Harare magistrate Donald Ndirowei yesterday sentenced Ncombo Theodorah Tobeka, 48, of Qweqwe location in Umtata, Eastern Cape in South Africa to an effective 15 years in jail.
She was convicted on her own plea of guilty to contravening the Criminal Law Codification and Reform Act as read with the Dangerous Drugs Act Chapter 15.02.
Magistrate Ndirowei said there were no special circumstances and therefore the court was limited to a penal provision for cocaine.
The penal provision of cocaine trafficking entail a jail term of 15 to 20 years depending on circumstances. A magistrate can only impose a lesser sentence if special circumstances are found.
Tobeka had initially submitted special circumstances before the magistrate indicating that it was her first time to commit the offence.
She was arrested at the Harare International Airport while on her way from Columbia after detectives found her in possession of 2,108kg cocaine packed in envelopes glued on textbook covers.

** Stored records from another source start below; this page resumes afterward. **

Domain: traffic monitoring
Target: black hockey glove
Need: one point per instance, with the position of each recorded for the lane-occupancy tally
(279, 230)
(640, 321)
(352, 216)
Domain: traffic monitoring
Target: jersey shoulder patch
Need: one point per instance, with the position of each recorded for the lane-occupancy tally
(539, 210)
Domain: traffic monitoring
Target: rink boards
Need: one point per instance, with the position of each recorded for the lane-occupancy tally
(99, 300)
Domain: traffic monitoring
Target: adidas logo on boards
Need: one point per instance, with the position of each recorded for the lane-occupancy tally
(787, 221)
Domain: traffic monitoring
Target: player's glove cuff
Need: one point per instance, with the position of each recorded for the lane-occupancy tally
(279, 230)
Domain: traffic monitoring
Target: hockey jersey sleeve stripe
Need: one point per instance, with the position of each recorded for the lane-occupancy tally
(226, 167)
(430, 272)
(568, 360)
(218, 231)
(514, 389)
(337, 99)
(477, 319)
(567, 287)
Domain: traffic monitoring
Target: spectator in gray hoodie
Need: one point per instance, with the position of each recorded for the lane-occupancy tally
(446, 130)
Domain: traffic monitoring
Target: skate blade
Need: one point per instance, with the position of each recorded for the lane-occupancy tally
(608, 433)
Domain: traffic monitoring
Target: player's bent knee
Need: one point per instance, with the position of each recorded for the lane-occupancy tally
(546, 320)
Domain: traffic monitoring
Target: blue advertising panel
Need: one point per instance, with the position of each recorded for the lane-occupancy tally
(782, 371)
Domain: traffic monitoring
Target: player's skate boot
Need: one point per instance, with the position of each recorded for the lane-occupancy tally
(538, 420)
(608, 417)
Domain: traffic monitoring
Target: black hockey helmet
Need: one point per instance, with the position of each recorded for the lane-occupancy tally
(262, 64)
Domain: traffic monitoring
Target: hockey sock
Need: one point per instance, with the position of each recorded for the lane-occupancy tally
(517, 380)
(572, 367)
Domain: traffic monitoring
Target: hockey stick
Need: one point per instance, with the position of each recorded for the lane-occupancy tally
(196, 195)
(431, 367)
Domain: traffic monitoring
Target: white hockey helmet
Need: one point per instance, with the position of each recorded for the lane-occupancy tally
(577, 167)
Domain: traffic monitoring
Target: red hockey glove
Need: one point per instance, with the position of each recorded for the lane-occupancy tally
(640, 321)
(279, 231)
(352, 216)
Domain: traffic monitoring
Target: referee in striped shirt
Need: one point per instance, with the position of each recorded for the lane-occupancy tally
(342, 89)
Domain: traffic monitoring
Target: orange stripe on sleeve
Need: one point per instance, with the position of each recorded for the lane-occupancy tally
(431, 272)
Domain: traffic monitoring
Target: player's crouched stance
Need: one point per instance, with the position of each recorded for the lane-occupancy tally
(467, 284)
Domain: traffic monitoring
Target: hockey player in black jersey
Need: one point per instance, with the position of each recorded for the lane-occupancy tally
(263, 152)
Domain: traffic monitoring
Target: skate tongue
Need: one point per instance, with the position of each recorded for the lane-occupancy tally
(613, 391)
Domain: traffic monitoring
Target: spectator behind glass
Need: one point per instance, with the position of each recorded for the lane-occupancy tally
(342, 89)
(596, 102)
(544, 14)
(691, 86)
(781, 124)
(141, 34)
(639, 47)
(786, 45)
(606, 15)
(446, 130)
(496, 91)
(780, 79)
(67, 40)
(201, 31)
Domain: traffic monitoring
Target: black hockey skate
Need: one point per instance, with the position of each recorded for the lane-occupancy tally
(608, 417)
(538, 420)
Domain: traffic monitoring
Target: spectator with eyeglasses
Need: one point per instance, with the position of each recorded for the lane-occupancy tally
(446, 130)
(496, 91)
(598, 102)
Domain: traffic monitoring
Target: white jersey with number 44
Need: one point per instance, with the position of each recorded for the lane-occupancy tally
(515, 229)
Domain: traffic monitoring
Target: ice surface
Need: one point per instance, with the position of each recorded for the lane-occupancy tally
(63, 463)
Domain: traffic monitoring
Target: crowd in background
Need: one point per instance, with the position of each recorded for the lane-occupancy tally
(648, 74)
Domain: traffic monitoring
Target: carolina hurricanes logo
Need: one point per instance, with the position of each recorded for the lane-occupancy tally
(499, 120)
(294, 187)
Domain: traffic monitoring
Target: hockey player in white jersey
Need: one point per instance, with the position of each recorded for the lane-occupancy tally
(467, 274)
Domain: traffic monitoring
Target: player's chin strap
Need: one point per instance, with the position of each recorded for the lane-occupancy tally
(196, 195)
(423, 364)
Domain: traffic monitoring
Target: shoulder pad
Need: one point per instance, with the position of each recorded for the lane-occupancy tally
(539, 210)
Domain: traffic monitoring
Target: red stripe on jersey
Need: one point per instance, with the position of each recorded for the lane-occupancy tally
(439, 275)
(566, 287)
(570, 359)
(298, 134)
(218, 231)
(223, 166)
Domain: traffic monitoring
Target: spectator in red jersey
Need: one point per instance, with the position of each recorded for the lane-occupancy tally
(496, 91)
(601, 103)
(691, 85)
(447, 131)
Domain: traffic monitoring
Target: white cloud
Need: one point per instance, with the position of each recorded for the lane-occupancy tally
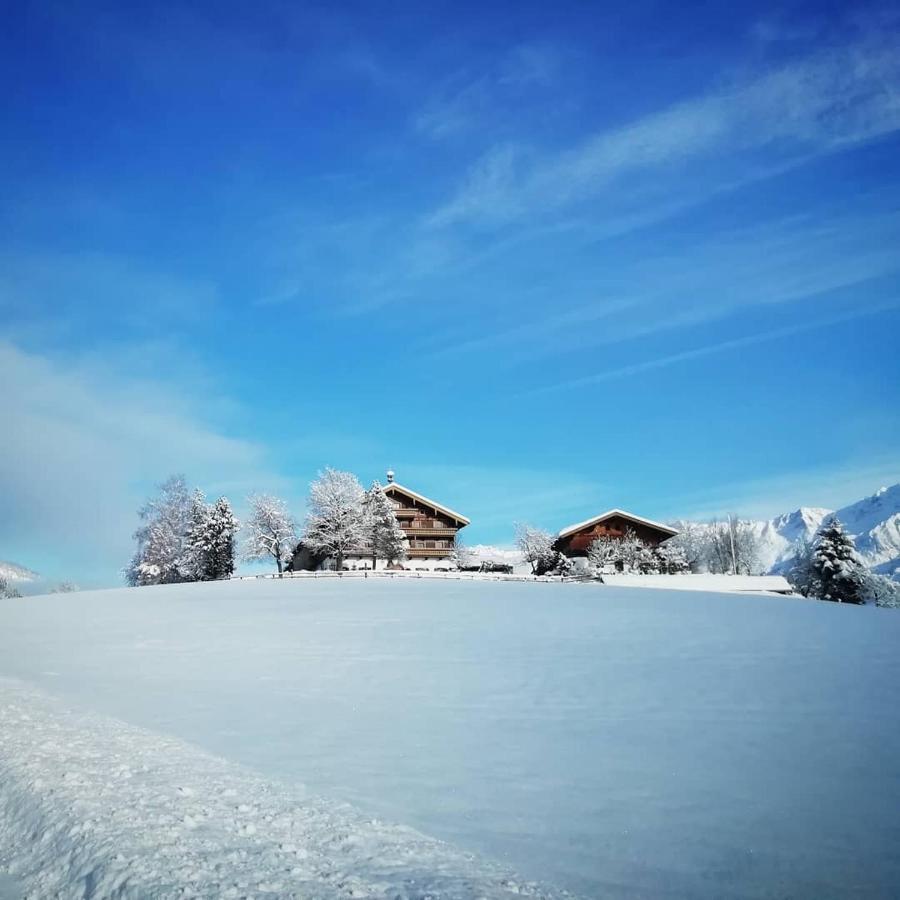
(830, 485)
(737, 343)
(834, 99)
(83, 443)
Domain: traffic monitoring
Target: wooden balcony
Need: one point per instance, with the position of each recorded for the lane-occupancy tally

Prosecutor Sharon Mashavira proved that on December 18 last year, detectives from CID Drugs Squad stationed at the Harare International Airport were tipped that Tobeka was trying to smuggle cocaine into Zimbabwe.
On that day, Tobeka came from Columbia aboard Ethiopian Airlines landing at 12:45pm.
Detectives liaised with immigration officers for the identity of Tobeka and at 1:50pm the plane landed.
She was identified when presenting her South African passport for clearance to an immigration official.
Detectives were alerted and started monitoring her movements before intercepting her on her way out of the airport.
Tobeka was searched and four textbooks were discovered in her black suitcase, each containing two plastic envelopes glued to both side covers containing cocaine.
The eight envelopes were weighed in her presence and tested positive for cocaine.
The substance was later referred to the Forensic Science Laboratory and it was confirmed to be cocaine.